Last edited on 1999-04-21 01:09:46 by stolfi
Modern computer designs generally include processor caches in order to reduce the apparent delay of memory read/write operations.
The simplest kind of cache stores individual words, and is effective for applications that compute for a relatively long time over a small "working set" of memory locations. In that case most memory acesses will be satisfied immediately by the cache.

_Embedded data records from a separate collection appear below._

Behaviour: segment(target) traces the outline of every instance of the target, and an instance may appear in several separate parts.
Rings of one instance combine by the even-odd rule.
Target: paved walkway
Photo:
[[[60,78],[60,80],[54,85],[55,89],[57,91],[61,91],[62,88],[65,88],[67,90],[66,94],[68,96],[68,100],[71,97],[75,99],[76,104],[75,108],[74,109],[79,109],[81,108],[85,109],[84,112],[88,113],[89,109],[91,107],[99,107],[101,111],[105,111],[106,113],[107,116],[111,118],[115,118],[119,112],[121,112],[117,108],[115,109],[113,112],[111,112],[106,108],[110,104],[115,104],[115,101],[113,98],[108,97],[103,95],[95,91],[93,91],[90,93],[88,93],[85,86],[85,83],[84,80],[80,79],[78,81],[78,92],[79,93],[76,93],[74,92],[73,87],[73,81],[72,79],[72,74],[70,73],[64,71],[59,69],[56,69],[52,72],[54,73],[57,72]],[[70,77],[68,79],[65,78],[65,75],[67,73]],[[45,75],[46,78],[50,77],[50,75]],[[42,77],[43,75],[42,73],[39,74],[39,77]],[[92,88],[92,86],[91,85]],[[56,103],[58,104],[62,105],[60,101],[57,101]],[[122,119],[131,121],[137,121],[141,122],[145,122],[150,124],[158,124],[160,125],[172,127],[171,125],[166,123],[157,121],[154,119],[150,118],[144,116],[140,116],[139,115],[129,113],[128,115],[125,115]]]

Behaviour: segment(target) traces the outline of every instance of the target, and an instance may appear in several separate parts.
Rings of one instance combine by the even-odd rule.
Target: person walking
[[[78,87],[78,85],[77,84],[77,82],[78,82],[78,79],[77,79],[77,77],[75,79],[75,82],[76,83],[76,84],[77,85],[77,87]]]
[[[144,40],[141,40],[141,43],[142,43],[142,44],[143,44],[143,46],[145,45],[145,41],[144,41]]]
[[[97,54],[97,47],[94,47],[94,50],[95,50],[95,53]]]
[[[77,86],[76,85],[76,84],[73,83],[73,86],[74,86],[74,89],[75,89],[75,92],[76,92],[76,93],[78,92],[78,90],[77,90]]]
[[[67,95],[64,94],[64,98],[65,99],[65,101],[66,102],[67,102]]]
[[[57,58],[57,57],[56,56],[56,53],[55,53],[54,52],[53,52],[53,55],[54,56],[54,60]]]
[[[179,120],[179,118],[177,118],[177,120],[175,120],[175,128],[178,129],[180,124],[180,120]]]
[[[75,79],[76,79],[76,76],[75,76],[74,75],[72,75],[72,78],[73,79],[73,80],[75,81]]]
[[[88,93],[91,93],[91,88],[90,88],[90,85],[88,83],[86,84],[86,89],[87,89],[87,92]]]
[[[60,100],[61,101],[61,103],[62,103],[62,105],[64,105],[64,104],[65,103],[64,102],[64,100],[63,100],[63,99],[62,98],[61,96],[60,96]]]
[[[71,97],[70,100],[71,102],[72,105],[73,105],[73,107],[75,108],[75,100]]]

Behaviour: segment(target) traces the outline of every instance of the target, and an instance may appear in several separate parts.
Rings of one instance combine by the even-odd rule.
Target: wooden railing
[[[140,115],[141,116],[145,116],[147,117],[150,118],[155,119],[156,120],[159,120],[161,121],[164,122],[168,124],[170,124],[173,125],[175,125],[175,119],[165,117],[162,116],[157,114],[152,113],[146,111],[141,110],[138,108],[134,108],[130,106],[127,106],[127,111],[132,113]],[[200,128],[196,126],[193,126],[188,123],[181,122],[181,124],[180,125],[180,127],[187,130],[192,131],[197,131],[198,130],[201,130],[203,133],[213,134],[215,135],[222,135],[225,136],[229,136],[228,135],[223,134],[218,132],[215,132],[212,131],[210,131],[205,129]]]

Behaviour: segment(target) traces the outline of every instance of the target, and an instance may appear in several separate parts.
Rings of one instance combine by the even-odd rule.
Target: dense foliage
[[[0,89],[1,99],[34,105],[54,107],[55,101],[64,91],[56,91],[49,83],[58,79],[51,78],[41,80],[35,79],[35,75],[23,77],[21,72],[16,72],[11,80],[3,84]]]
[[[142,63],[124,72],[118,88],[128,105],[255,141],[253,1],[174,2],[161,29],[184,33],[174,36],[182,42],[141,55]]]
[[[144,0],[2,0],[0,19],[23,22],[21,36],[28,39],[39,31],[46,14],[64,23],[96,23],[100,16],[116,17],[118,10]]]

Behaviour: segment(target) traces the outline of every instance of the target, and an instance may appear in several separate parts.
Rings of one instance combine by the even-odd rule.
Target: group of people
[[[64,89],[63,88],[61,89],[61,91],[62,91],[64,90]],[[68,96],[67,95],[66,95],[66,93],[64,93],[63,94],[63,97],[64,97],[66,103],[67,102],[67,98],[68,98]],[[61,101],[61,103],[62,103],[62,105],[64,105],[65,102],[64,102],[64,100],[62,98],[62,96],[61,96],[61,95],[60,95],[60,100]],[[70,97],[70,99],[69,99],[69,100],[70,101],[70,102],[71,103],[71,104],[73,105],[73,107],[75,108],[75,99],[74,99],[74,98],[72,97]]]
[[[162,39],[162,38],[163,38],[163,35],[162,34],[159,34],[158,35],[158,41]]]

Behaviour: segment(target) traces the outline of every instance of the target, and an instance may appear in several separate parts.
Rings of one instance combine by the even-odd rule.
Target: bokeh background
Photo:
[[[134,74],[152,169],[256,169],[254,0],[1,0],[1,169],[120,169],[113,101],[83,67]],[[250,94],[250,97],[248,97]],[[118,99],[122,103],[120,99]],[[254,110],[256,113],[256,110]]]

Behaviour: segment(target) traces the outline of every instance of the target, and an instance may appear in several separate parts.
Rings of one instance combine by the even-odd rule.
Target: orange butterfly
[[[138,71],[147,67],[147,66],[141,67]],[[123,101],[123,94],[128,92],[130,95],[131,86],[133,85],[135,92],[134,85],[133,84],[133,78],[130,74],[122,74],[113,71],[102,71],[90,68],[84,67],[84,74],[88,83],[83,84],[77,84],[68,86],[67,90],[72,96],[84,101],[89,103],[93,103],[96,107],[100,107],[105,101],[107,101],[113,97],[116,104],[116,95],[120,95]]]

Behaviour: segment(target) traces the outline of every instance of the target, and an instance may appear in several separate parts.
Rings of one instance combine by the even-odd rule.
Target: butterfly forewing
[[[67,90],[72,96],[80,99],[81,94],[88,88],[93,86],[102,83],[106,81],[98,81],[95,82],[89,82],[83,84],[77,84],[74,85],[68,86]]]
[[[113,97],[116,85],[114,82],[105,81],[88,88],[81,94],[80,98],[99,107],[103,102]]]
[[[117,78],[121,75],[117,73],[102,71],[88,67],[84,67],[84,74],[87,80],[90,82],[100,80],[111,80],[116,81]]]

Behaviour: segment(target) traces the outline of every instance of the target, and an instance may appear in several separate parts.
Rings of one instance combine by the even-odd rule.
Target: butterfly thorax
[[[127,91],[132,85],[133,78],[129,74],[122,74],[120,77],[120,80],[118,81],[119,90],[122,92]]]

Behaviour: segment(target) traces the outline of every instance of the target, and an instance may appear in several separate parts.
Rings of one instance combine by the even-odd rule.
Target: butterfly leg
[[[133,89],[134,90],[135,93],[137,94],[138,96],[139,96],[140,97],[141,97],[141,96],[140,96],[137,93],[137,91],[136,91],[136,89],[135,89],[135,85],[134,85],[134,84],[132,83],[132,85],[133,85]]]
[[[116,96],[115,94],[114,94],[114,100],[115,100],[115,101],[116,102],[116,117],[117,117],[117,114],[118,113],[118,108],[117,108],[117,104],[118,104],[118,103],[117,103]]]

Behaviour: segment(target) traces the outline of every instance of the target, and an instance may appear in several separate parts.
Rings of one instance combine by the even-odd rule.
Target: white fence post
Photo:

However, not all applications have small working sets. Many compute-intensive applications, in particular, have inner loops that scan sequentially a set of consecutive memory locations. For these applications, the basic word-by-word cache is not effective. For that reason, most machines have "wide" caches, where the data is managed in relatively large chunks ("lines"). Thus accessing one word of memory will normaly cause W consecutive words to be brought into the cache. If memory accesses are indeed sequential, a wide cache has the effect of predicting and anticipating memory accesses, so that the processor does not have to stop for them.
On the other hand, for applications that access memory in random order, or sequentially but with large strides, a cache will not be of much help, and will in fact multiply the memory-processor traffic by the cache width W. This extra traffic can easily slow down the system by an order of magnitude.
A multiprocessor machine can be idealized as a set of N processors connected to a set of M memory modules by a memory network. The latter can be a simple or multiple bus, a crossbar switch, a high-speed packet network, etc. We consider here only shared-memory multiprocessor (SMMP) machines, where any processor can directly access data in any memory module, without software intervention.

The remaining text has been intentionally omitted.